Test an idea before you trust it.
Test Drive is an agent skill for Claude and Codex that helps people test an idea, claim, or decision before trusting it. It turns plausible beliefs, strategies, prompts, skills, messages, artifacts, and AI outputs into low-risk trials that can create useful evidence.
It helps people move from judgment to evidence-seeking action without overcommitting too early.
AI can make almost any idea sound polished. That is useful, but dangerous when polish gets confused with proof.
Test Drive helps a human ask the next better question: what kind of evidence would actually make this more or less trustworthy? Sometimes the answer is a customer interview. Sometimes it is a dry run, a prompt eval, a small post, a cohort analysis, a regression, a connector, or another skill.
The point is not to prove the idea right. The point is to learn before committing.
Test Drive helps identify:
- the idea, claim, decision, belief, or artifact being tested
- the evidence type that matters most
- the smallest credible test
- the artifact needed to run the test
- connectors, tools, data, or permissions required
- support and weaken signals
- what would change your mind
- the learning loop after the test
Test Drive routes by evidence type instead of domain:
- Human reaction: interviews, surveys, messages, posts, prototype feedback
- Behavioral / data: cohort analysis, funnel analysis, segmentation, regression
- Reasoning: assumption audit, adversarial review, counterexample search
- Expert judgment: multi-lens review, scenario analysis, pre-mortem
- Artifact performance: dry runs, eval cases, rubric scoring, edge cases
- Operational feasibility: connector checks, permission scope, pilot workflows
Download test-drive.skill from the latest release, then add it through your Skills settings.
Ask Codex:
Install my Test Drive skill from https://github.com/glichtenthal/test-drive
Or install manually:
python3 ~/.codex/skills/.system/skill-installer/scripts/install-skill-from-github.py \
--repo glichtenthal/test-drive \
--path . \
--name test-driveRestart Codex after installation.
The repository is the skill. Copy the complete folder into your agent's skills directory. For example, Codex discovers:
~/.codex/skills/test-drive/SKILL.md
Use Test Drive on this product idea before I build anything.
How could I test whether this positioning actually lands?
Test drive this prompt before I reuse it.
What data or connector would we need to validate this claim?
Create the smallest useful test for this strategy.
- The Briefing Room organizes messy context.
- Ground Truth pressure-tests the thinking.
- The Quorum deliberates consequential decisions.
- Test Drive tests an idea, claim, or decision before you trust it.
Together they support a judgment workflow: make the mess legible, challenge the reasoning, deliberate the stakes, then create evidence.
- The Briefing Room - turn messy context into a brief you can think with.
- Ground Truth - calibrated honesty and anti-sycophancy for plans, decisions, reviews, and ideas.
- The Quorum - a five-member expert council that pressure-tests consequential decisions from multiple angles.
The repo is the skill.

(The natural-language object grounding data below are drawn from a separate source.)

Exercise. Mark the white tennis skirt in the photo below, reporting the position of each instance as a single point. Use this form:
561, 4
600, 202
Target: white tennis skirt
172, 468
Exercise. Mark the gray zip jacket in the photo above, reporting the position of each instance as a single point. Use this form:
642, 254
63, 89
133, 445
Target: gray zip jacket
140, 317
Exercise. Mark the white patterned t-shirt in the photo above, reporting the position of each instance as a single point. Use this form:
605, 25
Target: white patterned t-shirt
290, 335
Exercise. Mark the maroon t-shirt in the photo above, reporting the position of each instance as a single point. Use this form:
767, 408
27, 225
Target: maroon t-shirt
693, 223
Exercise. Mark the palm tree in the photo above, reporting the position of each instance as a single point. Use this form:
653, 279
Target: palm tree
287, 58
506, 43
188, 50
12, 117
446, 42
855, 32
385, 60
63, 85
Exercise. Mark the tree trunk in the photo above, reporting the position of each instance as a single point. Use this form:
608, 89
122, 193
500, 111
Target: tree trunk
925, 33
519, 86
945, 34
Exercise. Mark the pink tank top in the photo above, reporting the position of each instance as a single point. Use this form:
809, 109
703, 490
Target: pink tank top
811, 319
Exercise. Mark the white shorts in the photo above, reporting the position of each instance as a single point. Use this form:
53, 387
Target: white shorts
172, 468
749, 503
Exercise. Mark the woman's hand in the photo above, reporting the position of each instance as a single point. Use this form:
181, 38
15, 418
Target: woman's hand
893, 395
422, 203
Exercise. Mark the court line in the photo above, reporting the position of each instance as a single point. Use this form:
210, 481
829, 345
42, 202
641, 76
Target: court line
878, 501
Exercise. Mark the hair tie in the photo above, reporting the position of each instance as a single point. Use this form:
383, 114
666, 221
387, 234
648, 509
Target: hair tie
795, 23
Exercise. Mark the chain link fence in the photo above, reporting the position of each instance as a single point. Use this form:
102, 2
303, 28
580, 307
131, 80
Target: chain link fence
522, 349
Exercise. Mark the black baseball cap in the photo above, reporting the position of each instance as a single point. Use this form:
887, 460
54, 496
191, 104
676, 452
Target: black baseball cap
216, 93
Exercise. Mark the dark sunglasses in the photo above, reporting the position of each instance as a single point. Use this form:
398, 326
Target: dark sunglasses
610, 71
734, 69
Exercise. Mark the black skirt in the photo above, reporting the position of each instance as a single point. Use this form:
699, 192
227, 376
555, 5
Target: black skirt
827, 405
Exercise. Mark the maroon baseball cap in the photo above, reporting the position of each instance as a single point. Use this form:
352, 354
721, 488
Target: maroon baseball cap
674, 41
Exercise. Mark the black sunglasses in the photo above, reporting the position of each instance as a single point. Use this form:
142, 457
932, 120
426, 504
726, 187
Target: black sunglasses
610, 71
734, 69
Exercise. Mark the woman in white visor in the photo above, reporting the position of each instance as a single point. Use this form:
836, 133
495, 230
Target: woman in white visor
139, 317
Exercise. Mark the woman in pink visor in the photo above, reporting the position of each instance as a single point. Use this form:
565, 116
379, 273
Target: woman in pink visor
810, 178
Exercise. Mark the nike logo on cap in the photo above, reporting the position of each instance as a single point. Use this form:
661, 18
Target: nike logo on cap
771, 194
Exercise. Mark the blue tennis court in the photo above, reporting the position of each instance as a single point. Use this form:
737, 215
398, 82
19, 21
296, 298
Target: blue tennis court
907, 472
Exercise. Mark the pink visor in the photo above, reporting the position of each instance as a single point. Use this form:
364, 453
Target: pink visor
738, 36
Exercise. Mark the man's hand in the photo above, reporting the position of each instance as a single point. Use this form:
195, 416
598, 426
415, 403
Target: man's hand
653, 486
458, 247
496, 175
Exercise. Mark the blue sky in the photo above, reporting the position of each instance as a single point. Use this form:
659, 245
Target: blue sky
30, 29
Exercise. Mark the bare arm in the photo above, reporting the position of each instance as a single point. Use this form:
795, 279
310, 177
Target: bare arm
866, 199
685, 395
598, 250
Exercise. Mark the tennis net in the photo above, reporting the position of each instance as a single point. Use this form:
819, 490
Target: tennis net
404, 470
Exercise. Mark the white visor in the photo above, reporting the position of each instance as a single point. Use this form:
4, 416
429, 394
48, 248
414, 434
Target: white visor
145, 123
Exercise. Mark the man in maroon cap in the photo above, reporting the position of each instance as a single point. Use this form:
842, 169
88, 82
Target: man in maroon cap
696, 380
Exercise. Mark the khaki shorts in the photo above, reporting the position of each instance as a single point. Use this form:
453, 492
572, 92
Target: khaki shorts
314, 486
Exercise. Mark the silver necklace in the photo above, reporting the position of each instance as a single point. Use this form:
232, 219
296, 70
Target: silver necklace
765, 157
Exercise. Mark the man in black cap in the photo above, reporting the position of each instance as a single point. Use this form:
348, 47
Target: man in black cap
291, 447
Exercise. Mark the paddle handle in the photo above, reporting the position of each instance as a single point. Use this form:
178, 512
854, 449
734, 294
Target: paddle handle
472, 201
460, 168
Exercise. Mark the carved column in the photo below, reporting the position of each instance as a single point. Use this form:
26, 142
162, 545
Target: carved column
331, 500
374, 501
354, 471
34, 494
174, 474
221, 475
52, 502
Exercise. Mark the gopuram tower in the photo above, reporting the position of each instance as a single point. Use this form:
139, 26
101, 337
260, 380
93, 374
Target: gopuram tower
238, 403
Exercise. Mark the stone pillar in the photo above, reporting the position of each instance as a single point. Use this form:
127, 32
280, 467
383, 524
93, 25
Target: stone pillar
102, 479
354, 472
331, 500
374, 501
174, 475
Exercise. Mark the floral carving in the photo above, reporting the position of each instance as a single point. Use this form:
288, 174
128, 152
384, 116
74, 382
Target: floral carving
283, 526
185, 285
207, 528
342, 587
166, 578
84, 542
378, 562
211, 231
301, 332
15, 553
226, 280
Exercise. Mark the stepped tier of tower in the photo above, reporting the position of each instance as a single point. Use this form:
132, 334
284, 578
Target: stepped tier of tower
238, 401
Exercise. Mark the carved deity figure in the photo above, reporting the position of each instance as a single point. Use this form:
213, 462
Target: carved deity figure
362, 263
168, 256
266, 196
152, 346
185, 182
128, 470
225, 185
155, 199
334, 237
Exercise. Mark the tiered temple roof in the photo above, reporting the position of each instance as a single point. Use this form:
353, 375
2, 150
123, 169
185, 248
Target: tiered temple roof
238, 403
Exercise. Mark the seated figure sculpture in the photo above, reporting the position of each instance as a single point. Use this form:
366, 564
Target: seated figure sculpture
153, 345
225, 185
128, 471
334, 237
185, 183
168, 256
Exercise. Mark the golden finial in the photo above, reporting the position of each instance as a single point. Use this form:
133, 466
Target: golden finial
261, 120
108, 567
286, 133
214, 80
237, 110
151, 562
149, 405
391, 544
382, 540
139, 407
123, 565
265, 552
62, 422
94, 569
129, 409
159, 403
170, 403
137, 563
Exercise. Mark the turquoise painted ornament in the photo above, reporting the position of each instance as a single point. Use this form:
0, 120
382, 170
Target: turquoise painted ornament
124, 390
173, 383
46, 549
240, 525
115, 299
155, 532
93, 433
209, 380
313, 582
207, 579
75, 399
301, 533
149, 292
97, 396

To create a local installable .skill file, zip the folder from its parent directory while excluding evals and local machine files:
cd path/to/parent
zip -r test-drive.skill test-drive \
-x 'test-drive/evals/*' \
-x '*/.DS_Store' \
-x '*/__pycache__/*'The official release asset is already packaged for install: test-drive.skill.
test-drive/
├── SKILL.md
├── agents/
│ └── openai.yaml
├── assets/
│ └── social-preview.svg
├── evals/
│ └── evals.json
├── examples/
│ ├── README.md
│ ├── positioning-test.md
│ ├── data-analysis-test.md
│ └── skill-eval-test.md
├── README.md
├── CHANGELOG.md
└── LICENSE
See CHANGELOG.md.
MIT - see LICENSE. Use it, fork it, tune it for your own judgment workflows.